Question

Exercise 9.3 .6 Show that the only subspaces of \(V\) that are \(T\) -invariant for every operator \(T: V \rightarrow V\) are 0 and \(V\). Assume that \(V\) is finite dimensional.

Short answer

The only \( T \)-invariant subspaces of \( V \) are \( \{ 0 \} \) and \( V \).

Step-by-step solution

Understanding Subspaces and T-invariance

A subspace of a vector space \( V \) is a subset that is closed under addition and scalar multiplication. A subspace \( W \subseteq V \) is said to be \( T \)-invariant if applying the linear operator \( T \) on any vector in \( W \) results in another vector that is still in \( W \). We need to show that only the trivial subspace \( \{ 0 \} \) and \( V \) itself are \( T \)-invariant for every operator \( T \).

Proving the Subspace \( \{ 0 \} \) is \( T \)-Invariant

Consider the subspace \( \{ 0 \} \). For any \( T: V \rightarrow V \), \( T(0) = 0 \). Hence, \( \{ 0 \} \) is \( T \)-invariant because applying \( T \) to any vector in \( \{ 0 \} \) results in the vector 0, which is still in \( \{ 0 \} \).

Proving the Subspace \( V \) is \( T \)-Invariant

Consider the subspace \( V \).
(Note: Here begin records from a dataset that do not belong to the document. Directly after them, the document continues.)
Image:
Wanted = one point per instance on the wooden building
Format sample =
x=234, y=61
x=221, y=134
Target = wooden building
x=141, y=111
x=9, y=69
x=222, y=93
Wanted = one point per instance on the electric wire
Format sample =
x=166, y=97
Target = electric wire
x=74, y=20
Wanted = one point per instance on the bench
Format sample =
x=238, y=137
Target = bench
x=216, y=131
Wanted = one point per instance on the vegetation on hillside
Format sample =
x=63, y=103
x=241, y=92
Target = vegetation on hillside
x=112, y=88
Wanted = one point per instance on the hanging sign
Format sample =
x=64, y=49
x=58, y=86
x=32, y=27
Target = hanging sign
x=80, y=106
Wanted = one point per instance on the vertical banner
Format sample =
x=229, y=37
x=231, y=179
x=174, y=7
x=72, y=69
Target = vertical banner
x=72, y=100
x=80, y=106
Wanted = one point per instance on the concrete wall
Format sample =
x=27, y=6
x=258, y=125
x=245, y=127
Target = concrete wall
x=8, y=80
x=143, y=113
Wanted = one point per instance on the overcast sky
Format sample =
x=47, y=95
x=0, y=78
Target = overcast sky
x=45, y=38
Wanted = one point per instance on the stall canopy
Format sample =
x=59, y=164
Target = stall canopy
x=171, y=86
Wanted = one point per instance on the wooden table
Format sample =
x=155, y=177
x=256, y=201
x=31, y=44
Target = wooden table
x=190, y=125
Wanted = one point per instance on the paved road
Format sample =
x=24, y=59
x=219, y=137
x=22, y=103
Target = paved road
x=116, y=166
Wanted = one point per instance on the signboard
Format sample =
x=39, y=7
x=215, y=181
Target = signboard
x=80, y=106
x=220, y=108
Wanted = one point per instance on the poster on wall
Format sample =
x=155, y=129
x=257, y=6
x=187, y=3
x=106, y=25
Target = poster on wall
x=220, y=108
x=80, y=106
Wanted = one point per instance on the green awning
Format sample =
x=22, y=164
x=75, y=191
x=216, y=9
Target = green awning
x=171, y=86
For any linear operator \( T: V \rightarrow V \), every vector \( v \in V \) maps to another vector \( T(v) \in V \). This shows \( V \) is trivially \( T \)-invariant since nothing is mapped outside of \( V \).

Suppose there is a Non-Trivial \( T \)-Invariant Subspace

Assume there exists a non-trivial \( T \)-invariant subspace \( W \) such that \( \{ 0 \} \subset W \subset V \). By the definition of \( T \)-invariance, for any vector \( w \in W \) and any \( T \), \( T(w) \in W \).

Using the Arbitrary Nature of \( T \)

Since \( T \) is arbitrary and \( W \) is \( T \)-invariant for every \( T \), for any basis vector \( v_i \) of \( V \), we can construct a \( T \) such that \( T(v_i) ot\in W \) unless \( W = V \). Hence, a contradiction arises unless \( W = \{ 0 \} \) or \( W = V \).

Concluding the Proof

By utilizing the fact that for any assumed\( W \) being \( T \)-invariant makes \( W = \{ 0 \} \) or \( W = V \) due to our construction, we conclude that the only possible \( T \)-invariant subspaces are the trivial ones: \( \{ 0 \} \) and \( V \).

Key concepts

Subspaces

In the study of linear algebra, a subspace is essentially a space within a vector space itself. Let's break it down: A subspace of a vector space \( V \) is a smaller collection of vectors within \( V \) that maintains specific properties. These properties are:

• Closure under addition: If you take any two vectors in the subspace and add them together, the result is still in the subspace.
• Closure under scalar multiplication: If you multiply any vector in the subspace by a scalar (a constant), the resulting vector is still in the subspace.

For example, if \( V \) is a plane in three-dimensional space, then a line through the origin that lies in this plane is an example of a subspace. Subspaces are vital as they allow us to simplify complex problems by focusing on smaller, more manageable parts of the vector space.

Finite Dimensional Vector Spaces

A finite dimensional vector space is one that has a finite basis. To understand this, we need to know what a basis is. In simple terms, a basis of a vector space \( V \) is a set of vectors that are:

• Linearly independent: None of the vectors in the set can be formed by a combination of the others.
• Span \( V \): Every vector in \( V \) can be expressed as a linear combination of the basis vectors.

The dimension of \( V \) is the number of vectors in this basis. For instance, the standard three-dimensional space has a basis with three vectors, and so it is three-dimensional. This concept is crucial because it helps us understand the structure and properties of vector spaces. Finite dimensional vector spaces are particularly significant because they often pop up in practical applications, ranging from engineering to physics.

T-invariant Subspaces

A subspace \( W \) of a vector space \( V \) is \( T \)-invariant if it remains unchanged when a linear operator \( T \) is applied to any vector within this subspace. Essentially, applying \( T \) to a vector in \( W \) results in another vector that still belongs to \( W \).

Why is this concept important? \( T \)-invariant subspaces help us to simplify linear transformations by focusing on a smaller set of possibilities. In the context of finite dimensional vector spaces, it is fascinating to note that the only universally \( T \)-invariant subspaces for every operator \( T \) are the zero vector \( \{ 0 \} \) and \( V \) itself.

This means that no matter what transformation you apply, if a subspace remains invariant, it must essentially be either everything or nothing. This idea reduces complexity significantly in the realm of linear algebra and makes handling operators much more structured.